The study is a retrospective chart review of 9 consecutive patients (6M, 3F; mean age 72, range 49 to 95 years) who underwent evisceration (6 right, 3 left) by the ophthalmic plastics service at the University of California at San Francisco between 6/2006 and 10/2007.The initial steps are done in standard fashion. The cornea and intraocular contents are removed after a 360-degree conjunctival peritomy. The sclera is washed with alcohol. For infectious endophthalmitis, the sclera is sterilized with betadine solution and packed with iodoform gauze with orbital implantation done one week later. Otherwise, the implant is placed primarily. For the full-thickness horizontal sclerotomy, we use Westcott scissors and avoid disrupting the intermuscular septum. Except for a few early cases, we leave the optic nerve attached to the inferior scleral half to help prevent inferior implant migration. Posterior Tenon’s capsule is incised allowing implant placement within the intraconal space. The implant best-approximating the prominence of the fellow eye is chosen. Scleral halves are advanced and closed with interrupted 5.0 Vicryl horizontal mattress sutures with the knots buried between the overlapped scleral edges. Anterior Tenon’s capsule is closed with buried interrupted 6.0 Vicryl sutures, and conjunctiva closed with a running 6.0 plain gut suture.

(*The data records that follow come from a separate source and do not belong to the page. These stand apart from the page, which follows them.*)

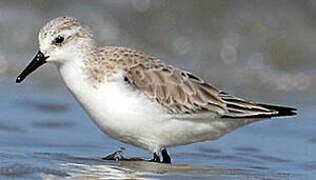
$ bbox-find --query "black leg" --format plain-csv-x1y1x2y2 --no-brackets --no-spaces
161,149,171,164
150,153,160,162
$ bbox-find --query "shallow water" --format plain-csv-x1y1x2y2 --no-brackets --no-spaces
0,82,316,179
0,0,316,180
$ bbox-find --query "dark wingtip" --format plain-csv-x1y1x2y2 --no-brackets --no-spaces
258,104,297,117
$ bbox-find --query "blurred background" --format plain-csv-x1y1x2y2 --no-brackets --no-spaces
0,0,316,179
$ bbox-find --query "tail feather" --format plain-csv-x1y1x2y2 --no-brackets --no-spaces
258,104,297,117
222,104,297,118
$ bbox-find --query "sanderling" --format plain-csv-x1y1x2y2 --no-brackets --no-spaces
16,17,296,163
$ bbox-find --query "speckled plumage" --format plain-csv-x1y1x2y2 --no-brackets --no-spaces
19,17,295,156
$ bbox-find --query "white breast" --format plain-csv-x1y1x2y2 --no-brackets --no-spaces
59,63,249,152
59,61,169,151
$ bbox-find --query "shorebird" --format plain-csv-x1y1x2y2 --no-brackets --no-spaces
16,17,296,163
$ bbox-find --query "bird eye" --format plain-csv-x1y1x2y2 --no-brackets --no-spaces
55,36,64,44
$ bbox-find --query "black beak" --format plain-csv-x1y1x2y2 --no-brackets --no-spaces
16,51,49,83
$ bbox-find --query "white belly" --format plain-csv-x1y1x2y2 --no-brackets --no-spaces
60,62,252,152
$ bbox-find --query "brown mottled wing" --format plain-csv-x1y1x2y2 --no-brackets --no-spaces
125,61,227,116
125,60,296,118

The sclerotomy allowed placement of larger implants (two 16 mm, four 18 mm, six 20 mm) with excellent motility. Follow-up ranged from 1 to 4 months. None of the 12 implants had erosion. Each had horizontal motility equal to vertical motility. The sclerotomy does cut through the horizontal recti insertions but very little through the muscle bellies with no detrimental effect on motility.
Evisceration with a complete horizontal full-thickness sclerotomy is an effective technique that provides the advantage of larger orbital implant size without affecting implant motility or stability.